On the night of the narrator’s arrival, he sees only one glimpse of Madeline before her illness worsens and she is bed ridden. The narrator spends the next few days reading and painting with Usher and listening to him play his guitar, all in an attempt to buoy Usher’s spirits. Usher informs the narrator one night that Madeline has died, and that he wishes to place her in a vault downstairs until she can be buried. The narrator helps Usher place Madeline in a coffin, and they take her to the iron-doored vault. The narrator sees Madeline briefly before the coffin lid is secured, and notes both her resemblance to Roderick and the faint blush on her cheeks and smile on her lips that have been preserved in death. They secure the coffin into the vault and return upstairs.

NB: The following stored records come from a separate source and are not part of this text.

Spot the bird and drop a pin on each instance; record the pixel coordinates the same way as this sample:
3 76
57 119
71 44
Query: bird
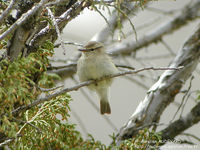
94 64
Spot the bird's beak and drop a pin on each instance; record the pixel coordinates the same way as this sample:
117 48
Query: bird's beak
85 50
89 49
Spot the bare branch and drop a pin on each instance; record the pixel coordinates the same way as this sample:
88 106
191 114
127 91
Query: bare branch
7 11
23 18
107 31
165 89
187 14
86 83
182 124
57 30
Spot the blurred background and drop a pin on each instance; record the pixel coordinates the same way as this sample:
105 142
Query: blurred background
127 92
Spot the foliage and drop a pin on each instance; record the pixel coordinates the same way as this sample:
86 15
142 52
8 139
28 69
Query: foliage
143 140
46 126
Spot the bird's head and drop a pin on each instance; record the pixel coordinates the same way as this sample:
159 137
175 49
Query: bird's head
92 48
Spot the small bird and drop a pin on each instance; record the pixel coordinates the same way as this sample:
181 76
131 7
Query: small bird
93 64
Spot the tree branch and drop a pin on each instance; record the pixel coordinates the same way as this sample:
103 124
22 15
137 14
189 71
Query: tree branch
189 13
183 123
7 11
86 83
165 89
23 19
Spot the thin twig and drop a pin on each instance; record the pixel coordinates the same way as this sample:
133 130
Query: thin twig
68 43
25 122
57 30
80 122
51 89
191 135
137 82
168 47
7 11
23 18
183 99
82 84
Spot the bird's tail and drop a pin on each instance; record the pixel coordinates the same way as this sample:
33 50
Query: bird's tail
104 107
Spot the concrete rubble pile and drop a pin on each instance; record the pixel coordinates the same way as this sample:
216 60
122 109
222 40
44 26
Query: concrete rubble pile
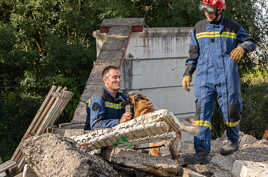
54 155
153 127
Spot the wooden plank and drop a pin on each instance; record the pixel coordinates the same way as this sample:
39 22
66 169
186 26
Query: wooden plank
19 158
6 165
34 121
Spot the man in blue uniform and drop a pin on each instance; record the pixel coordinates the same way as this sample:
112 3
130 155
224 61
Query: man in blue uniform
217 45
106 111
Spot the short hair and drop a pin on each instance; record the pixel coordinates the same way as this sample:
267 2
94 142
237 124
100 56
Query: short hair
107 70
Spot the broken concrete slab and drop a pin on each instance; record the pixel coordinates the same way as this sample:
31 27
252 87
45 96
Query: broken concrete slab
191 173
223 162
143 162
44 153
249 169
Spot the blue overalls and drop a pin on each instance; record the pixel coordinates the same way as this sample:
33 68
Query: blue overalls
105 111
216 76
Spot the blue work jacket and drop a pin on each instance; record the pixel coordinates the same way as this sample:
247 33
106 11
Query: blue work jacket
105 111
209 54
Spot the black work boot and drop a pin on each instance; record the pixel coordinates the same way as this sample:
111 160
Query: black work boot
200 157
229 148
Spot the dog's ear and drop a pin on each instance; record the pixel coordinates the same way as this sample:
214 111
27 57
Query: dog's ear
123 104
132 97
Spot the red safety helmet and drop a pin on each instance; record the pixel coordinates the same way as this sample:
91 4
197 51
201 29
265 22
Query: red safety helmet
212 5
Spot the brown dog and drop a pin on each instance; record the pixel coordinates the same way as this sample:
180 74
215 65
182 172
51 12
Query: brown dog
140 106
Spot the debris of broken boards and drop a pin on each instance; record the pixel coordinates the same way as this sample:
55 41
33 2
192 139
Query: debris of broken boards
51 108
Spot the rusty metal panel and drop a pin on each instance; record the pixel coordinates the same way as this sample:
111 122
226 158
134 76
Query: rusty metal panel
154 66
160 43
153 72
175 99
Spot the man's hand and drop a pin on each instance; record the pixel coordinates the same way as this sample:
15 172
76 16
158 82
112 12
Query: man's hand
186 82
126 117
237 54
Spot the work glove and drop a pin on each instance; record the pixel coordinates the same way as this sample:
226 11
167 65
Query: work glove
186 82
237 54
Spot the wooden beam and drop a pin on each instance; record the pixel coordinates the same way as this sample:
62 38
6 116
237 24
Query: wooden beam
6 165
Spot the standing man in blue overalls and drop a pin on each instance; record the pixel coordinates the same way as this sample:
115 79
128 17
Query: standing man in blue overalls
217 45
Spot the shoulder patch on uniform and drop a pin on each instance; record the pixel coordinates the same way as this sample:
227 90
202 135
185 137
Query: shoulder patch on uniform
95 106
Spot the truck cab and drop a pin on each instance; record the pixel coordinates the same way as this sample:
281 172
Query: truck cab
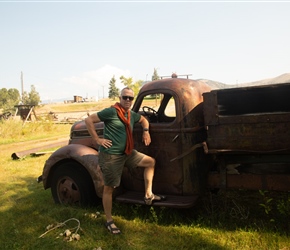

Usher’s condition worsens as he grieves the loss of Madeline, and, over the next few days, the narrator fears Usher is going mad. The increasingly bizarre behavior of Usher and the melancholy gloom of the house begin to affect the narrator as well, and he begins to feel a sense of terror that prevents him from sleeping one night several days after Madeline’s death. The narrator begins to hear some sound from within the house, partially masked by the sounds of a storm ravaging outside. As he is pacing his floor, Usher comes in and throws open the window, letting in the violent winds and allowing the narrator to see the unnatural light from the storm. The narrator shuts the window and tries to calm Usher, and decides to read one of Usher’s favorite books to him.


As the narrator reaches the climax of the story, he hears the sound of a hollow, metallic reverberation, and jumps up. He rushes over to Usher, who proclaims that he believes the sounds are coming from Madeline’s vault, and that he has been hearing them for days. He jumps up and shouts that Madeline is standing at the door. The door opens and there stands Madeline, bloodied and fatigued from her ordeal. She begins to sway, and falls upon her brother, and they both fall to the floor dead. The narrator runs from the house in a horrified panic, and as he looks back at the house, he sees a strange light emanating from the crack, and the house collapses upon itself.